{
"benchmark": "ADE20K Semantic Segmentation",
"metric": "mIoU (mean Intersection over Union)",
"split": "val (20,210 images, 150 classes)",
"papers": [
{
"model": "InternImage-H",
"score": 62.9,
"evaluation": "single-scale, UperNet, 896x896 crop",
"arxiv": "2211.05778",
"caveats": "ImageNet-22k + Object365 pretrain;
TTA reports 64.2 — not standard."
},
{
"model": "SwinV2-G",
"score": 61.4,
"caveats": "3B params; multi-scale testing inflates
~1.5 mIoU vs single-scale."
}
// ... 3 more
],
"comparability_flags": [
"crop_size_varies: 512 vs 640 vs 896",
"test_time_augmentation: single vs multi-scale",
"pretraining_data: ImageNet-1k → proprietary",
"decoder_head: UperNet vs Mask2Former"
]
}What’s being measured: ADE20K evaluates pixel-level semantic understanding across 150 categories. mIoU weights rare classes (chandelier, escalator) equally with common ones (wall, floor) — so long-tail performance matters more than leaderboards suggest. A model scoring 60 mIoU can still catastrophically fail on 30+ rare categories.

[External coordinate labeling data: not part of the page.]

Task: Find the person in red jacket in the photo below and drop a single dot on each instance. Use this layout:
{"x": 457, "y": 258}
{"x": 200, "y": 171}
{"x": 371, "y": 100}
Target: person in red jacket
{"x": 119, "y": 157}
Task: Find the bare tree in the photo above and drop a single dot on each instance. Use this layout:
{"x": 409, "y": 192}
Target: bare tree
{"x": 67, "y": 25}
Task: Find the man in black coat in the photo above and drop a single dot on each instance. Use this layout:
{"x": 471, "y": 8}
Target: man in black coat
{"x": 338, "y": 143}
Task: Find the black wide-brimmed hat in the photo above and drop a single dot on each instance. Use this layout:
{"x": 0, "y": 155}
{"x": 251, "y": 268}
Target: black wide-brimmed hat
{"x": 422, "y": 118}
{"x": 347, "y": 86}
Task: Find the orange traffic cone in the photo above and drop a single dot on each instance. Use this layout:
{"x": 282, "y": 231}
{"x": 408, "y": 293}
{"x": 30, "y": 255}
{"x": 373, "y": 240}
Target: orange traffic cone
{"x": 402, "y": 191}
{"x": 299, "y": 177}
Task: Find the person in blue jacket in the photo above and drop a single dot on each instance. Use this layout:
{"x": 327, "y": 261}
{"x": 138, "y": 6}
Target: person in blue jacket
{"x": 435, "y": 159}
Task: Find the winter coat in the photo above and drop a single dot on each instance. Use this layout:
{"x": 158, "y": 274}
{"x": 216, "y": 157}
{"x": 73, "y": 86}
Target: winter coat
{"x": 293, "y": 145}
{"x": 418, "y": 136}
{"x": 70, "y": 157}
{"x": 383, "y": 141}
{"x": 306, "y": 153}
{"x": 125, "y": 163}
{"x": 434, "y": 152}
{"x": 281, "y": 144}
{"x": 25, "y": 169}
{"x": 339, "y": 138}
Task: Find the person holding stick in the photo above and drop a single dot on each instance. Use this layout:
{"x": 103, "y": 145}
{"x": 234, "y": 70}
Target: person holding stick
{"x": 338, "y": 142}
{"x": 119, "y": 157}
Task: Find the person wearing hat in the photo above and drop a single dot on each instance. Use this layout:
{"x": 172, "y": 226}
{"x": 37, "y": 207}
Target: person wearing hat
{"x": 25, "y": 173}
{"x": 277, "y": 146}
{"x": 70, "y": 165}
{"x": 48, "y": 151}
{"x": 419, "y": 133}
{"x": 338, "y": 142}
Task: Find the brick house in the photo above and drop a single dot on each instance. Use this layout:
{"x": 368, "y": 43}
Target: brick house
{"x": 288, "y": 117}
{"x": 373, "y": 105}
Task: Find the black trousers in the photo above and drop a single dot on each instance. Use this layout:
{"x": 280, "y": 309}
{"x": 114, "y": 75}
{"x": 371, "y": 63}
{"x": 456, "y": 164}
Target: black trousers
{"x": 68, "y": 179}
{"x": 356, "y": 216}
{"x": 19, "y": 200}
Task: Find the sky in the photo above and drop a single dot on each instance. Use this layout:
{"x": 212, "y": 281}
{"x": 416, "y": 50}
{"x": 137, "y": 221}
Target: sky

Why results aren’t comparable: The 5 papers use three crop sizes, two decoder heads, and pretraining ranging from ImageNet-1k to billion-scale proprietary sets. Multi-scale TTA (2 of 5) inflates by 1–2 mIoU but isn’t flagged. Normalized to one protocol, the headline gap widens. Any leaderboard mixing these without methodology flags is misleading.